Amitié et abnégation :

Quatre lits en quelques heures

     Tous nos bons amis s’occupaient de nous d’une façon merveilleuse, à proprement parler. Il y avait, parmi eux, des personnes que nous connaissions déjà, dans le passé et des nouveaux, dont nous venions de faire la connaissance. Ils faisaient tout cela pour nous avec un tel enthousiasme et une telle abnégation !

     Ce dévouement nous aidait à supporter nos malheurs. Très clairement, mon mari ne souffrait plus de la solitude. Le Chabbat, quand ils étaient libérés de leur travail, ils venaient nous voir, en grand nombre, des jeunes et des moins jeunes, des hommes et des femmes. Chacun apportait avec lui un esprit si sincère d’amitié véritable ! C’est ce que nous avons ressenti à l’époque et je m’en souviens encore, jusqu’à ce jour !

     Ils nous apportaient tout ce dont nous avions besoin, les produits les meilleurs et les plus chers, y compris ceux qui n’étaient pas disponibles pour tous, à Moscou, mais seulement réservés à une élite. Au début, ils pensaient que, de cette façon, ils sauveraient la vie de mon mari et obtiendraient sa guérison. Puis, par la suite, quand la situation a été clarifiée(189), ils ont continué à le faire, pour qu’il se sente bien.

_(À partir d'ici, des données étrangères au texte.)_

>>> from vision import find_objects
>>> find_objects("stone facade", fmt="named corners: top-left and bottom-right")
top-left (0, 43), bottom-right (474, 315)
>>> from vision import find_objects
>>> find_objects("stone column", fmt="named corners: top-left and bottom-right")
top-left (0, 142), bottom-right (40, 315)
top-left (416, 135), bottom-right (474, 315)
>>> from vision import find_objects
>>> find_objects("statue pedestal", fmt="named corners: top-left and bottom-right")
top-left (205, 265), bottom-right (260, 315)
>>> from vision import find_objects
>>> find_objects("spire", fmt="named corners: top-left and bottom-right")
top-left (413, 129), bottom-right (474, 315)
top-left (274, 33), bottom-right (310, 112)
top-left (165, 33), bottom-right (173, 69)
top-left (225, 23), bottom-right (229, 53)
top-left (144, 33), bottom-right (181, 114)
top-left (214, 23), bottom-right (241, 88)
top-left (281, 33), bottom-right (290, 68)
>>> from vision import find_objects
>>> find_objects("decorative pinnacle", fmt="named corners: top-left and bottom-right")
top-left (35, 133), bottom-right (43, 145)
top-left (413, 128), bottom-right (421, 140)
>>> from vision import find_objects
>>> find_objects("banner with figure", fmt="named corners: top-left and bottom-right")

     Le professeur(190) est venu voir mon mari, une fois de plus. Il lui a demandé de passer plus de temps sur le balcon, au bon air. Il fut donc nécessaire d’y installer un lit. Dans la ville, il y avait une grande pénurie de lits. Dans les maisons des familles comptant six ou sept personnes, y compris parmi les plus riches, on ne disposait pas de plus de deux ou trois lits.

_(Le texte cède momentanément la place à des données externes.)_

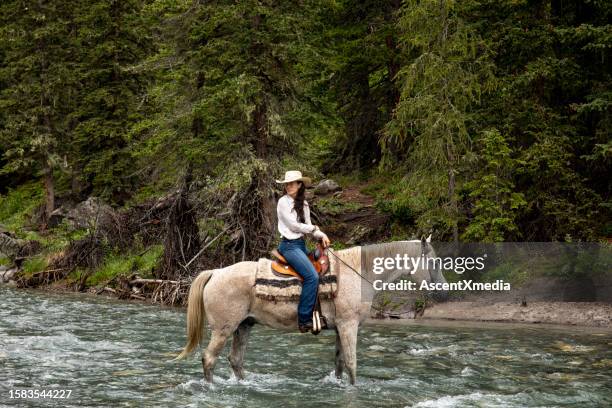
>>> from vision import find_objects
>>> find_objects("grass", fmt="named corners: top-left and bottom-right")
top-left (0, 182), bottom-right (43, 234)
top-left (316, 196), bottom-right (363, 215)
top-left (86, 245), bottom-right (163, 286)
top-left (22, 255), bottom-right (49, 276)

     Malgré cela, le jour même de la demande du professeur, quelques heures plus tard, quatre lits ont fait leur apparition dans la cour de notre maison ! D’où provenaient-ils ? Je n’en ai pas la moindre idée, car il était impossible d’en acheter, dans cet endroit. Nous avons essayé à chaque fois un autre lit, afin de déterminer le plus confortable pour lui.

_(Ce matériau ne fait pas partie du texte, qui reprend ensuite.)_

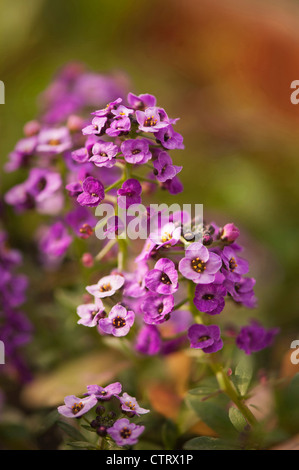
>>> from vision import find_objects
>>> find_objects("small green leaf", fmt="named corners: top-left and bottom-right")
top-left (228, 406), bottom-right (248, 432)
top-left (184, 436), bottom-right (237, 450)
top-left (66, 441), bottom-right (98, 450)
top-left (234, 355), bottom-right (253, 396)
top-left (162, 420), bottom-right (178, 450)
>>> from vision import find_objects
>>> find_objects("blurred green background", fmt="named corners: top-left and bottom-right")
top-left (0, 0), bottom-right (299, 374)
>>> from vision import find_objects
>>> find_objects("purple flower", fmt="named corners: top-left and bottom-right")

     La manière dont ces lits ont été portés dans la rue est particulièrement remarquable. Il n’y avait pas de charrette pour les porter. Des hommes se sont donc relayés pour le faire, en chargeant un lourd fardeau sur leurs épaules. Lorsque j’ai quitté cet endroit, j’ai redonné la vie à quelques familles, en leur laissant ces lits. Je les ai remis à des malades qui, jusqu’alors, devaient dormir à même le sol humide.

Notes

(185) Que la Rabbanit elle-même.

(186) La Rabbanit reviendra sur ce point, par la suite.

(187) Par la suite, ces manuscrits purent quitter l’Union soviétique et ils furent ensuite publiés par le Rabbi lui-même sous le titre de Likouteï Lévi Its’hak et Torat Lévi Its’hak.

(188) Rabbi Lévi Its’hak.

(189) En d’autres termes, quand il a été établi qu’il n’y avait plus d’espoir et que la maladie de Rabbi Lévi Its’hak était incurable.

(190) Il s’agit du professeur Tchilyatnikov, de Leningrad, qui était un grand spécialiste, comme l’indiquait le précédent recueil.